The fans generated by this approach are somewhat wider than those based on historical forecast errors, particularly in the near term. The current budget balance fan has less of a negative skew in this approach, reflecting the inclusion of pre-1980 shocks, most notably the unanticipated very high levels of inflation experienced in the 1970s. But the two approaches both produce fans with similar upward skews for changes in PSND, as the simulation approach captures ‘stock-flow adjustments’ (changes in debt that are not from borrowing, such as net acquisition of financial assets) that have historically had an upward skew.

Chart A: Fan chart around PSND forecast excluding Bank of England

Chart A: Fan chart around PSND forecast excluding Bank of England

Chart B: Fan chart around current budget deficit

Chart B: Fan chart around current budget deficit

The simulations underpinning these fan charts can also be used to produce an assessment of the probability of meeting the new fiscal targets. To assess the probability of debt falling in 2024-25, we can calculate the fraction of simulations in which debt falls in that year. This suggests a 54 per cent chance of debt falling and the fiscal mandate being met. For the current budget balance target in 2024-25 the probability is 61 per cent.

We can also use the simulations to show the combined probability of meeting both of these targets in 2024-25 (the fraction of simulations where debt falls as a share of GDP and the current budget is in balance). Chart C shows a scatter plot of the different simulation values for the current budget and change in debt in 2024-25, where the darker the area the more simulations point to that outcome. The bottom two quadrants show where PSND is falling (in 54 per cent of simulations), the two quadrants on the right show the current budget in surplus (61 per cent of simulations), while the bottom right quadrant shows where both targets are met at the same time (just 40 per cent of simulations).

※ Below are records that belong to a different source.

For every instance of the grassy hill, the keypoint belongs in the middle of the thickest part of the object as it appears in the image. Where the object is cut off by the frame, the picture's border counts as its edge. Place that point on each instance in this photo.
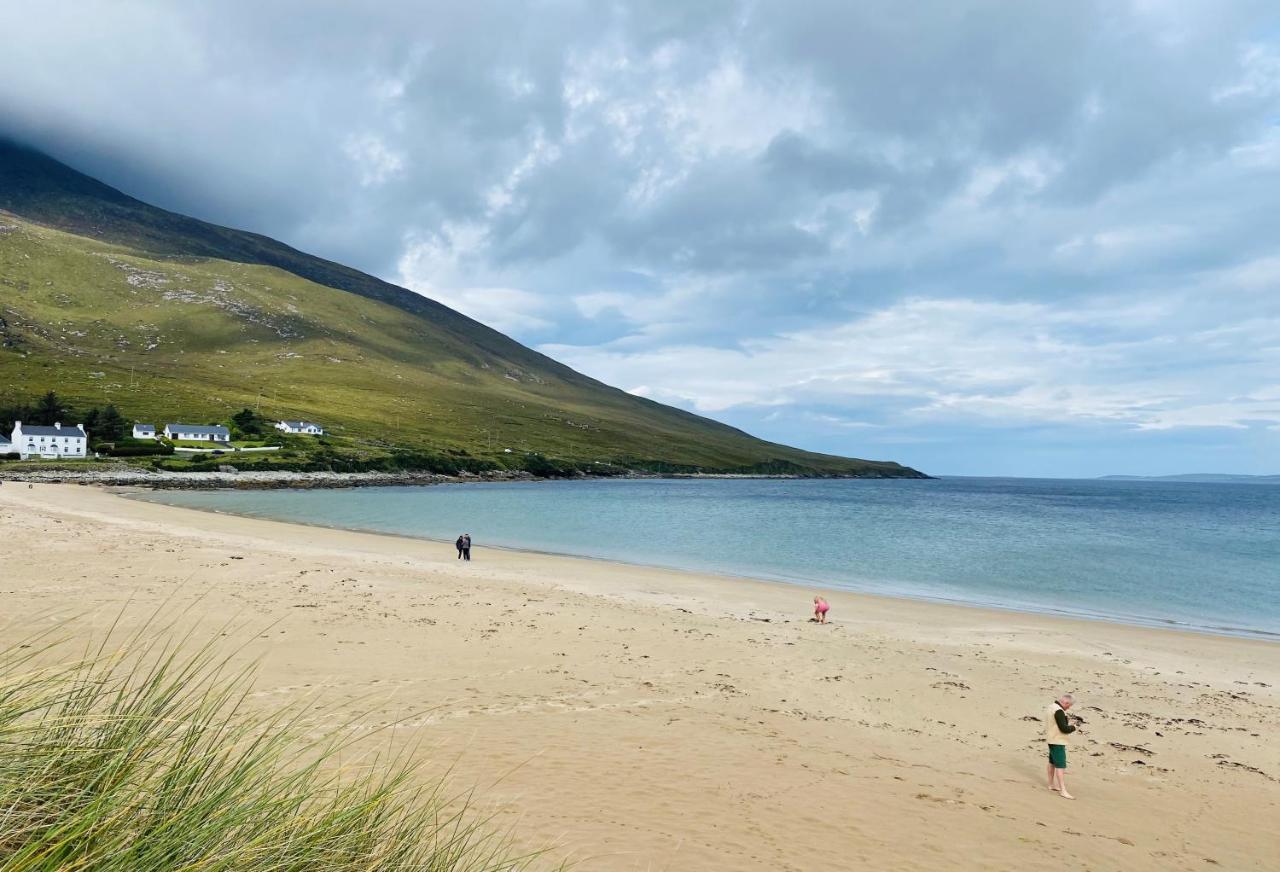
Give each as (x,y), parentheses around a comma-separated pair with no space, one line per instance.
(105,298)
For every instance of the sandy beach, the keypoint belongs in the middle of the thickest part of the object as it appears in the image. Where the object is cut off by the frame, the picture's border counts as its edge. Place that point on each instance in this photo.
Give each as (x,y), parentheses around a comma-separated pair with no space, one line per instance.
(641,718)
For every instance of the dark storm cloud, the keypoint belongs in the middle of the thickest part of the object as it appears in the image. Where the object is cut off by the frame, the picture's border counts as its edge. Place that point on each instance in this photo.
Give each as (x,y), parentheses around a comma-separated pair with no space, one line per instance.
(746,190)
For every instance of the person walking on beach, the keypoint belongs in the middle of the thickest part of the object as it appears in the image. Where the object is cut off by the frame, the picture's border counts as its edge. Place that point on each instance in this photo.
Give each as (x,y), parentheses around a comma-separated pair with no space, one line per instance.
(819,610)
(1056,731)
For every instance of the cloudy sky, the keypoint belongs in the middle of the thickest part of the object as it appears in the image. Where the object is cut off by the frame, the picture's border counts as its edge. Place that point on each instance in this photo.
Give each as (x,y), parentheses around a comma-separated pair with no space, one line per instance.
(1031,238)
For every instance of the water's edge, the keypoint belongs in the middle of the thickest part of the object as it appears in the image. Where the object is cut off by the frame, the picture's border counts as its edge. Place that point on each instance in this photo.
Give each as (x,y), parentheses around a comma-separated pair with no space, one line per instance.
(1123,619)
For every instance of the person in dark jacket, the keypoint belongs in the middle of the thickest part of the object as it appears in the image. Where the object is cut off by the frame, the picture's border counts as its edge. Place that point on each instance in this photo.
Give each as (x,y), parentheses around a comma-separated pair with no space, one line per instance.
(1057,731)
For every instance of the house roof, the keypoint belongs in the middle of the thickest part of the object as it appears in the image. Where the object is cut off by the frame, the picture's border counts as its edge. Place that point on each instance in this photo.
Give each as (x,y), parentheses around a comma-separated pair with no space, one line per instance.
(68,430)
(199,428)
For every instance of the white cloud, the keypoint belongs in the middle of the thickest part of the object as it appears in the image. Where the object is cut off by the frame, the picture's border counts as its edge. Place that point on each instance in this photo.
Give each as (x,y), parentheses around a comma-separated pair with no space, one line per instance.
(941,360)
(375,160)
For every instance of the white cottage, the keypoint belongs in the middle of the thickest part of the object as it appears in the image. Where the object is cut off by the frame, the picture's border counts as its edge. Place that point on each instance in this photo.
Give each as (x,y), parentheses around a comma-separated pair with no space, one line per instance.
(54,442)
(300,427)
(197,433)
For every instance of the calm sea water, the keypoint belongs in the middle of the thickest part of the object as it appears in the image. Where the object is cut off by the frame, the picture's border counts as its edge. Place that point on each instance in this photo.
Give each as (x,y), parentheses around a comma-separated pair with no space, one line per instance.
(1205,556)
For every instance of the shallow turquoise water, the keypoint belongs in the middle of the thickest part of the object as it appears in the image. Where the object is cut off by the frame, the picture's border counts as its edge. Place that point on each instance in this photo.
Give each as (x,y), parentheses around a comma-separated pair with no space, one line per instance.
(1205,556)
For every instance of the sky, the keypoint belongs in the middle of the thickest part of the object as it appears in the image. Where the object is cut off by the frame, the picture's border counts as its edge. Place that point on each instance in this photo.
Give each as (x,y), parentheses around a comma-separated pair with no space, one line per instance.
(979,238)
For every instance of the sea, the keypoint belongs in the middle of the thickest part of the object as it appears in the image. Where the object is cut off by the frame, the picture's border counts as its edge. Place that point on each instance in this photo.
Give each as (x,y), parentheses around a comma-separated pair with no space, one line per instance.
(1196,556)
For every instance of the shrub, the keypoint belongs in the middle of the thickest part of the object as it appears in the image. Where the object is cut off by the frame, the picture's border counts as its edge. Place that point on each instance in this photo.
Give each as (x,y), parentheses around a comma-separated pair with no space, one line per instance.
(145,761)
(155,448)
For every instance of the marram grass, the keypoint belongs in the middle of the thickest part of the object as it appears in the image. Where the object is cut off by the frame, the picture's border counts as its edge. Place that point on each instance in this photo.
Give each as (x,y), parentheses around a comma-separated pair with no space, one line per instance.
(149,759)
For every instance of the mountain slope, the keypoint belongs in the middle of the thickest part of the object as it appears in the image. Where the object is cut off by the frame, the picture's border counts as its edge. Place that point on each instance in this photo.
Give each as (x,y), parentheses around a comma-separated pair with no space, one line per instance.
(106,298)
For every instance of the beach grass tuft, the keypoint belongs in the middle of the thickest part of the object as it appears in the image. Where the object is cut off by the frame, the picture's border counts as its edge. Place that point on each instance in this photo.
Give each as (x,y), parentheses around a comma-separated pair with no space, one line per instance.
(149,758)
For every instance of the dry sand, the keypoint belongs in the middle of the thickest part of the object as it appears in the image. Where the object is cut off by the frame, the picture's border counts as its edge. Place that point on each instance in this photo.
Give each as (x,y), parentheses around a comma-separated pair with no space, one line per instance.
(644,718)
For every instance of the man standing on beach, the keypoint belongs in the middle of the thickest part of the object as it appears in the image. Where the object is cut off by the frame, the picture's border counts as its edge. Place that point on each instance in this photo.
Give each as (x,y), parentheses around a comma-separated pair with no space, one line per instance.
(1056,731)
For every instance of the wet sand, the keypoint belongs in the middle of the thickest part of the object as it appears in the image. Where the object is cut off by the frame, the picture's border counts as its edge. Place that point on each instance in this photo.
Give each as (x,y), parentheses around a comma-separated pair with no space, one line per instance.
(643,718)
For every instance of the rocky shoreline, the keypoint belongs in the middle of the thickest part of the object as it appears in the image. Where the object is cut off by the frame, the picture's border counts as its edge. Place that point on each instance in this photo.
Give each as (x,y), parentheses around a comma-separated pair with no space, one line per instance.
(141,478)
(133,476)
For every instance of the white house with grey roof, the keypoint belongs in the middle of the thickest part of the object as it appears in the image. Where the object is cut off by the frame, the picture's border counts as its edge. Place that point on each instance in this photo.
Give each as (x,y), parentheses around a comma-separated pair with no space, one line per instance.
(197,432)
(56,442)
(300,427)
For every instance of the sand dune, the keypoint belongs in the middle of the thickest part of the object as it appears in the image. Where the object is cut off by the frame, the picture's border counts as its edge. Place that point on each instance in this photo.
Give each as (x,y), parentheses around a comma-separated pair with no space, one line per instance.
(652,720)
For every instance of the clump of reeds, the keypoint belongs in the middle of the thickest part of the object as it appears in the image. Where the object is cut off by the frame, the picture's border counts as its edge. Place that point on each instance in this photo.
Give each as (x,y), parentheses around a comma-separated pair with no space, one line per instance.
(149,759)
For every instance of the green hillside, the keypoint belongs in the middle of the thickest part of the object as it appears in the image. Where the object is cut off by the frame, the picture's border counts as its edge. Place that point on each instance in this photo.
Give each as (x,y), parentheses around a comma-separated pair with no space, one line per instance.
(104,298)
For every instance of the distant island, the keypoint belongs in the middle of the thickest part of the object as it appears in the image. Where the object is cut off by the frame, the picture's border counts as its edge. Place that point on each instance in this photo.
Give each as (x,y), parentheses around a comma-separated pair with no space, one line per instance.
(1198,478)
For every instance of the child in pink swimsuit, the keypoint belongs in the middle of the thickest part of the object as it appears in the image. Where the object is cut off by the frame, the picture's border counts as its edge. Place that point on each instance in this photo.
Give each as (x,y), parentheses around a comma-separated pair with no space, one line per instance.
(819,610)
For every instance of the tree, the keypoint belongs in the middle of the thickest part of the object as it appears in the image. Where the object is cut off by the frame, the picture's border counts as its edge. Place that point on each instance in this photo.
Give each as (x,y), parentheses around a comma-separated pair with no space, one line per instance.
(250,423)
(49,410)
(12,414)
(110,425)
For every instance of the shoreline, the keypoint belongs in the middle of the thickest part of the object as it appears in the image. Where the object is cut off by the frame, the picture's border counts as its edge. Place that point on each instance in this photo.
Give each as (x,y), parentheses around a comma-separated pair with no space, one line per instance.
(126,476)
(635,718)
(826,587)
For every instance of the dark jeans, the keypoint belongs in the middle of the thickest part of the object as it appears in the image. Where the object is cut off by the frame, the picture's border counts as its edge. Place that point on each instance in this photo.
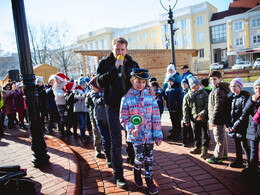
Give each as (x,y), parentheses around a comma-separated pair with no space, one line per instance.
(106,140)
(54,117)
(200,134)
(82,120)
(116,141)
(253,165)
(187,134)
(176,123)
(242,145)
(144,154)
(62,109)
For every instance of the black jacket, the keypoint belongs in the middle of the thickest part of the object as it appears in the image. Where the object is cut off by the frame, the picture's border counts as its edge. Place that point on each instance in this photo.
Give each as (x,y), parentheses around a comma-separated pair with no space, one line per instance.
(236,106)
(248,113)
(115,87)
(173,97)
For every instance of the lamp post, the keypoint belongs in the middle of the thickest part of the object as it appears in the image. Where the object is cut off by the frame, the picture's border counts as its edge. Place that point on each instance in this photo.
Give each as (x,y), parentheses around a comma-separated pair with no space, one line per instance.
(40,157)
(171,4)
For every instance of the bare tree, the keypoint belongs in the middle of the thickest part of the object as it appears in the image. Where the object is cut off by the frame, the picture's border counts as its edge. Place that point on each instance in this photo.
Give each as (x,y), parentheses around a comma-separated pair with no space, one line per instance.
(63,46)
(40,39)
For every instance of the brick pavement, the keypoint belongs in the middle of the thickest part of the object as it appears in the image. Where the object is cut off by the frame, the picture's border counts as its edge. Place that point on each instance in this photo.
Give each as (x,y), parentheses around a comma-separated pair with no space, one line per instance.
(75,169)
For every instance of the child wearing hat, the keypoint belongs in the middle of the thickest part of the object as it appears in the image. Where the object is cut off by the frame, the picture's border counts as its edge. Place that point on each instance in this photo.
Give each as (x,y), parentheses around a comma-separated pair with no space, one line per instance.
(58,90)
(72,121)
(100,118)
(80,109)
(173,100)
(187,135)
(252,134)
(218,102)
(140,100)
(195,114)
(237,103)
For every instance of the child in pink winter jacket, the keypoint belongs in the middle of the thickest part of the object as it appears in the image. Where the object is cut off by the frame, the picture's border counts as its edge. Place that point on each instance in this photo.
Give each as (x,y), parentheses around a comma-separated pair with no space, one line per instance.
(257,116)
(140,100)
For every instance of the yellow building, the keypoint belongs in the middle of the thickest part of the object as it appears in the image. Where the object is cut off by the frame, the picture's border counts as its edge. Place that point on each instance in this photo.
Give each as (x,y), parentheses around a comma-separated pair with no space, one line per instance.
(193,33)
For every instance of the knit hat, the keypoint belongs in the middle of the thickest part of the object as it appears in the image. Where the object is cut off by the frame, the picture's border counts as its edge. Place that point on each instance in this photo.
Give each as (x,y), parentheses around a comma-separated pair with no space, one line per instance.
(205,82)
(52,77)
(93,82)
(39,79)
(184,81)
(171,79)
(193,81)
(61,76)
(238,81)
(70,86)
(81,81)
(257,82)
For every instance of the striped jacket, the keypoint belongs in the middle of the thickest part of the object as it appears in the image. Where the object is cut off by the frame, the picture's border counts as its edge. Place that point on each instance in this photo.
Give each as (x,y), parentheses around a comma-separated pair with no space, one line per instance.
(144,104)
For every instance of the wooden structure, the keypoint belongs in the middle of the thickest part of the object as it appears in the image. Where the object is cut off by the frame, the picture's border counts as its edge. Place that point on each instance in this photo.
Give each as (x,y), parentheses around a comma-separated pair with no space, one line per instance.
(43,70)
(154,60)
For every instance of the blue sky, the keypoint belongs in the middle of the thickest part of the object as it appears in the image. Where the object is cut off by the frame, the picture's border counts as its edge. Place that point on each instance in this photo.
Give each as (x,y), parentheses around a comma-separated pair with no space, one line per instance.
(87,15)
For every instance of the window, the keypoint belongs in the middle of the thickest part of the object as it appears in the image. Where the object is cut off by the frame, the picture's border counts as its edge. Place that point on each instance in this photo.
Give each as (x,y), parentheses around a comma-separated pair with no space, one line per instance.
(256,22)
(238,25)
(137,38)
(201,53)
(200,37)
(184,38)
(153,34)
(199,20)
(175,42)
(218,33)
(239,41)
(183,24)
(145,36)
(256,39)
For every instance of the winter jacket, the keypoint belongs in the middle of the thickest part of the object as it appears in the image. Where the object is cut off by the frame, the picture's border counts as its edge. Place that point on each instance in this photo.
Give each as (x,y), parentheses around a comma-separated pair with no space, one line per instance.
(173,98)
(42,98)
(80,97)
(195,104)
(99,109)
(19,101)
(58,90)
(185,75)
(159,98)
(144,104)
(8,100)
(253,130)
(50,99)
(177,78)
(236,106)
(114,86)
(257,116)
(218,104)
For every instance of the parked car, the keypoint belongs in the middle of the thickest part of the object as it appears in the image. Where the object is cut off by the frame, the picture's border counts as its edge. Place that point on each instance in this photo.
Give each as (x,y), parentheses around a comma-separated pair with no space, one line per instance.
(257,63)
(215,66)
(242,65)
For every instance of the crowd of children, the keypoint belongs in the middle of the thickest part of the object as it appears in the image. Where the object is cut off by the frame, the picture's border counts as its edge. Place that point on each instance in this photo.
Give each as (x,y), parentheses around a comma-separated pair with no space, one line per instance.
(193,107)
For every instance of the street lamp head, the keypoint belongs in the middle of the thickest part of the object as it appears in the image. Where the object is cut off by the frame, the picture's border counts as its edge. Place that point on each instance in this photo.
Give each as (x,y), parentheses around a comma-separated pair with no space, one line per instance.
(168,3)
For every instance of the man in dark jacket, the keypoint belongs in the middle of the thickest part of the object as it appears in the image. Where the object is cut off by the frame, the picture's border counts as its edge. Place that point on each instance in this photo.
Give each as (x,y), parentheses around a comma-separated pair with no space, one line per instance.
(114,77)
(173,100)
(218,102)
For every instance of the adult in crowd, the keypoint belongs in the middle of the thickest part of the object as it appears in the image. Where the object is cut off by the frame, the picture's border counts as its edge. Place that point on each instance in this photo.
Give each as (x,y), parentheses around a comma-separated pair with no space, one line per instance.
(114,77)
(186,72)
(171,72)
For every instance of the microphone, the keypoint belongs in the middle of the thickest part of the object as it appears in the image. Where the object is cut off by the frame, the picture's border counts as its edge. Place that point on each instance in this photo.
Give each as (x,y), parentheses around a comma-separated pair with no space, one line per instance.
(120,67)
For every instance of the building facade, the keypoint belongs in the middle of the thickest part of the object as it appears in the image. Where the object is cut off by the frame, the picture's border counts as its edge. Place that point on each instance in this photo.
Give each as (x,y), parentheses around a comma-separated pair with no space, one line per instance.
(193,33)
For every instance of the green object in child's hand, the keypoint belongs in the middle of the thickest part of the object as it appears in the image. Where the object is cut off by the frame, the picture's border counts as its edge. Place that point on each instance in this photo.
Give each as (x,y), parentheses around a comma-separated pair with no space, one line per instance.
(136,120)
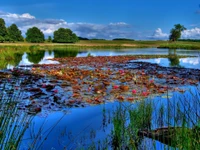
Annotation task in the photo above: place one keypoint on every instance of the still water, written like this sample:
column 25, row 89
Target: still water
column 77, row 127
column 42, row 57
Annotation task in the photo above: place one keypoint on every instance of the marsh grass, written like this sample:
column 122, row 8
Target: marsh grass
column 13, row 122
column 173, row 122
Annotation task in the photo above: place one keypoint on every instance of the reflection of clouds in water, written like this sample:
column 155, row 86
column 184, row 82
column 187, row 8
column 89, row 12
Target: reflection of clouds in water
column 25, row 60
column 193, row 61
column 157, row 60
column 10, row 66
column 47, row 56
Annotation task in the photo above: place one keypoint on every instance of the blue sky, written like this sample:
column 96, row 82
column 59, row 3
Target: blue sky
column 141, row 19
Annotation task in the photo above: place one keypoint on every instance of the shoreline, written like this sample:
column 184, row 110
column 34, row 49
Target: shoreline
column 108, row 45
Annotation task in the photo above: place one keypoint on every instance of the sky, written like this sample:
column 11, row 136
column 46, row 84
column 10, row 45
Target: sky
column 107, row 19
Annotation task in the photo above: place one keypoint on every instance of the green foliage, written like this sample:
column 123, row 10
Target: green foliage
column 82, row 38
column 1, row 39
column 14, row 33
column 49, row 39
column 176, row 32
column 34, row 35
column 123, row 39
column 65, row 36
column 3, row 30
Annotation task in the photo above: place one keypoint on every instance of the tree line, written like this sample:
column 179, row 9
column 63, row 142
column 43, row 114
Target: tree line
column 62, row 35
column 35, row 35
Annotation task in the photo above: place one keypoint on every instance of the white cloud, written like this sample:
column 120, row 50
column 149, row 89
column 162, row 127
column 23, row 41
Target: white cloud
column 191, row 33
column 159, row 35
column 89, row 30
column 192, row 61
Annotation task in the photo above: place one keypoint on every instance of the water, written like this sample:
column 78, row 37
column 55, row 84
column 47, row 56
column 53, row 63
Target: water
column 42, row 57
column 75, row 126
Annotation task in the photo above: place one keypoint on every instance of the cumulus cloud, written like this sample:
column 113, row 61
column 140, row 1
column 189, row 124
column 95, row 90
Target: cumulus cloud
column 193, row 33
column 159, row 35
column 89, row 30
column 198, row 12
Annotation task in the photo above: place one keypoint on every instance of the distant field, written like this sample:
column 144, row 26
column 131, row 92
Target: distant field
column 112, row 44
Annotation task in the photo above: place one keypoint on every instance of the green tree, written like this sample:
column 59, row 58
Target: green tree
column 2, row 39
column 3, row 30
column 34, row 35
column 175, row 32
column 63, row 35
column 49, row 39
column 14, row 33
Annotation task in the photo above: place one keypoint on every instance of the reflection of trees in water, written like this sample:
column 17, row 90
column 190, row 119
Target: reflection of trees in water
column 10, row 58
column 18, row 58
column 174, row 59
column 35, row 56
column 65, row 53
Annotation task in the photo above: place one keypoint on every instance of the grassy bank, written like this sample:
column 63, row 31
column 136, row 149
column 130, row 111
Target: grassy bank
column 106, row 44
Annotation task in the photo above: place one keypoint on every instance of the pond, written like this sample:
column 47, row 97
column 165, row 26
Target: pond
column 42, row 57
column 83, row 125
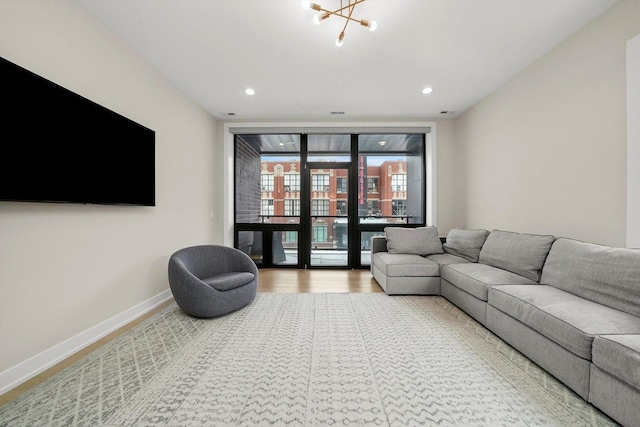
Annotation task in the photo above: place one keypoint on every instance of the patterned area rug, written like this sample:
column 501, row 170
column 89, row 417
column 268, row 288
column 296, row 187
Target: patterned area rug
column 306, row 359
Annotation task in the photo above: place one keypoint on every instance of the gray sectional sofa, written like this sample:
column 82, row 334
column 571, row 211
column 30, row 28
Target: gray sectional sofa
column 571, row 307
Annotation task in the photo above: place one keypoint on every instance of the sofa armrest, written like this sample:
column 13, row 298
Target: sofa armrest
column 378, row 244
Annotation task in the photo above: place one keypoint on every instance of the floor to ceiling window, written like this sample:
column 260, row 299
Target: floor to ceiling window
column 316, row 200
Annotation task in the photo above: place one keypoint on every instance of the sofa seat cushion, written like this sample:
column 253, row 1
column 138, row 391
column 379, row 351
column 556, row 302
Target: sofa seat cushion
column 476, row 279
column 568, row 320
column 443, row 259
column 228, row 281
column 405, row 265
column 619, row 355
column 610, row 276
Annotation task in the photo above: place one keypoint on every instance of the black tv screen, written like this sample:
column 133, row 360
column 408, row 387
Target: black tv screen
column 57, row 146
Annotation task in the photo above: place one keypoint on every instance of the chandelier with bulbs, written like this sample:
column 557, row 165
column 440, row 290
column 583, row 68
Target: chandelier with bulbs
column 345, row 11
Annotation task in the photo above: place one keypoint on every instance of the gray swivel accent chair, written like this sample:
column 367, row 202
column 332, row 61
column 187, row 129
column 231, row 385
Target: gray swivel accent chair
column 212, row 280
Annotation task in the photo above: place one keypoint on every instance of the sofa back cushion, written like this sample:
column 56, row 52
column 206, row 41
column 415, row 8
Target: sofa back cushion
column 417, row 241
column 608, row 276
column 523, row 254
column 465, row 243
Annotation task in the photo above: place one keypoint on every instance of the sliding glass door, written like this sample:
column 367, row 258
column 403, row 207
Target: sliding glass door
column 313, row 201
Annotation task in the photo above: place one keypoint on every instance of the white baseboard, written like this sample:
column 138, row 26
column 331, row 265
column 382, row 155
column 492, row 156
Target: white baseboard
column 23, row 371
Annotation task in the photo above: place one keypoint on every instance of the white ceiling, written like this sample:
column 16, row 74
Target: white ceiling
column 464, row 49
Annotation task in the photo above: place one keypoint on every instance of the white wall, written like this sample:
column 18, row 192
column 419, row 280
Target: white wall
column 633, row 142
column 546, row 152
column 67, row 269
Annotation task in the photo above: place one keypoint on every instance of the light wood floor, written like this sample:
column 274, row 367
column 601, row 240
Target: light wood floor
column 269, row 280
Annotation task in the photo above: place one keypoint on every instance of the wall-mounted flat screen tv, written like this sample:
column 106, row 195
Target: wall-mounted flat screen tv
column 57, row 146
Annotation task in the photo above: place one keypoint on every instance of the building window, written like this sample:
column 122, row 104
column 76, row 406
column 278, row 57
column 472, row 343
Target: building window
column 341, row 184
column 373, row 207
column 372, row 185
column 398, row 182
column 266, row 182
column 320, row 207
column 291, row 236
column 292, row 207
column 320, row 182
column 341, row 208
column 398, row 207
column 267, row 207
column 320, row 233
column 292, row 182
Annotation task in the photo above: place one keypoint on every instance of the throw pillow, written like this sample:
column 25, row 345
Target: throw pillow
column 465, row 243
column 523, row 254
column 417, row 241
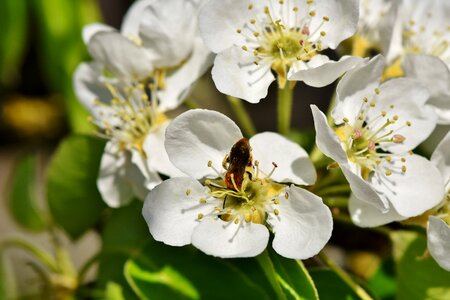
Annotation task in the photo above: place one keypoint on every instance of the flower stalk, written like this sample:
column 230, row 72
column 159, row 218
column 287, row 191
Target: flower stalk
column 285, row 96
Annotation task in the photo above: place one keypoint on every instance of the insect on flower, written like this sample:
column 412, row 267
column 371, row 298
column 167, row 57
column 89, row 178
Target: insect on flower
column 236, row 164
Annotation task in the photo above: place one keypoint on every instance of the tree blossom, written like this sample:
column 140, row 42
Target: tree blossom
column 374, row 27
column 438, row 231
column 237, row 191
column 253, row 38
column 377, row 127
column 420, row 43
column 136, row 76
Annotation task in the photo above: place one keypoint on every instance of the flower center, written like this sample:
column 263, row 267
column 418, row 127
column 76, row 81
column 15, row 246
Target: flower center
column 364, row 139
column 129, row 116
column 280, row 36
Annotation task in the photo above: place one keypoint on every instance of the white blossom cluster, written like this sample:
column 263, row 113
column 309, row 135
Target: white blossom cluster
column 225, row 194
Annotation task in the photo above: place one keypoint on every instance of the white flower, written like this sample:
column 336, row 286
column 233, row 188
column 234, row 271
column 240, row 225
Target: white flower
column 378, row 126
column 226, row 212
column 135, row 77
column 374, row 26
column 438, row 230
column 421, row 44
column 253, row 38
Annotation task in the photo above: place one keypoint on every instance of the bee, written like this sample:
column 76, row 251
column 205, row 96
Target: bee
column 236, row 162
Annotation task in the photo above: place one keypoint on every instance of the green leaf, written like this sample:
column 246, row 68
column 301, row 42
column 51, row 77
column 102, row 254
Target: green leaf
column 418, row 276
column 13, row 22
column 114, row 291
column 294, row 277
column 164, row 284
column 123, row 235
column 383, row 282
column 212, row 277
column 331, row 286
column 72, row 194
column 23, row 196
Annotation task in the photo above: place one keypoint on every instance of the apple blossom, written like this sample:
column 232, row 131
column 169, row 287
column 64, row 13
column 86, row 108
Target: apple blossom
column 377, row 127
column 230, row 202
column 420, row 43
column 136, row 76
column 253, row 38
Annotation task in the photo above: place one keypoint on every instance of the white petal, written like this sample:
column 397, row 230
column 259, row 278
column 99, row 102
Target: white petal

This shows that while both targets are met in our central forecast (the red diamond), on average across all the simulated futures there are more occasions where one or both targets are missed than there are where both are met.

Chart C: 10,000 simulations of current balance and change in PSND in 2024-25

Chart C: 10,000 simulations of current balance and change in PSND in 2024-25

This box was originally published in Economic and fiscal outlook – October 2021

a Examples of use in the academic literature include: Výškrabka, M., Stochastic forecast of the Slovak public debt, February 2016; Carton, B., and A. Fouejieu, Assessing Dutch fiscal and debt sustainability, December 2020; and Cherif, R., and F. Hasanov, Public debt dynamics: the effects of austerity, inflation and growth shocks, September 2012.
b To calculate PSND excluding the Bank of England we assume that the size of the Bank’s contribution to net debt is exogenous and therefore subtract our central forecast from each simulation of PSND. Similarly, to calculate the current balance we assume that public sector net investment is exogenous and therefore subtract our central forecast from each simulation of PSNB.